Ages five to seven:
By this age, most kids recognize the value of money and that it can be exchanged for goods. They also understand what income, or, earning money is. They are also capable of planning ahead and grasp the concept of delayed gratification.
An allowance helps kids understand that money is a limited resource and that once spent, its gone. Giving kids an allowance that increases as they age with a list of things that they now need to pay for out of their allowance (like candy or certain toys) gets kids used to making choices about how to spend their money. Generally, $1 to $2 per week is plenty at this age.
Ages seven to nine:
Teaching kids about delayed gratification and saving for a goal versus spending their money all at once as soon as its in hand will go a long way to helping kids develop into financially successful adults. Implement a rule that they need to save a portion of every allowance and then help them to figure out what they are saving for. Remember though, to a seven-year-old, the future is probably sometime next week, so it will only discourage or frustrate them if they delay the gratification for too long! After all, the lesson is really about getting a reward after the hard work of saving. If they seem frustrated that the money takes so long to add up, remind them they can boost the amount by saving birthday or tooth fairy money.
Ages nine to eleven:
By now, kids understand value and each time you shop with them you can show them how unit pricing works. Demonstrating that similar products are sold under different brand names often at different price points helps them to spot a sale or select the item that keeps more money in the family pockets. Clipping coupons can be a job, or chore, for them and as a reward, you can pass on a small portion of the savings on to them. Consider opening a bank account in the child’s name just for coupon savings – it can add up quickly and become quite the incentive!
Ages eleven to thirteen:
At this age, kids are ready to work outside the home doing babysitting, dog walking and yard work. And they can earn extra money at home like weeding or washing the family car – chores you might actually pay someone else to do. When kids work, they not only hold the money they’ve earned at a greater value, they may be more reluctant to spend it. This in turn can help them become more responsible, consuming adults.
Age thirteen to fifteen:
This is a great age to introduce the power of plastic. Kids see you swiping debit and credit cards for most purchases, so the next step is to include them when you reconcile statements and then write the check for the credit card bill. Help them to understand that there’s real money involved and that if you don’t pay up, interest will add up and then things can get out of hand.
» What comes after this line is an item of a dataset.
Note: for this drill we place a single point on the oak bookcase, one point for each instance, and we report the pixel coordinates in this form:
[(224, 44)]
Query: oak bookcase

Open a savings account they can use for their allowance and give them a debit/ATM card associated with the account. Then show them how to check their balance online.
Age fifteen to eighteen:
View college applications as a powerful learning tool as you and your kids work through their options about how much you can afford and how much might fall on their shoulders if borrowing is needed to make up the difference to cover costs. Show them how much monthly payments will be after graduation for college loans and encourage them to apply to schools at a variety of price ranges. Scholarships and financial aid packages can begin to look pretty attractive once reality sets in.
Age eighteen +:
Now is the time for serious budgeting. Help your kids by breaking down their budget into months and then weeks so they know how much money they can spend within a given time period. Resist bailing them out if they get into trouble…it’s hard to do unless something unusual comes up (like a car repair). Letting them adjust their spending to meet their budget will almost guarantee they will not call you every time they get into money trouble simply because they know you’ll come through.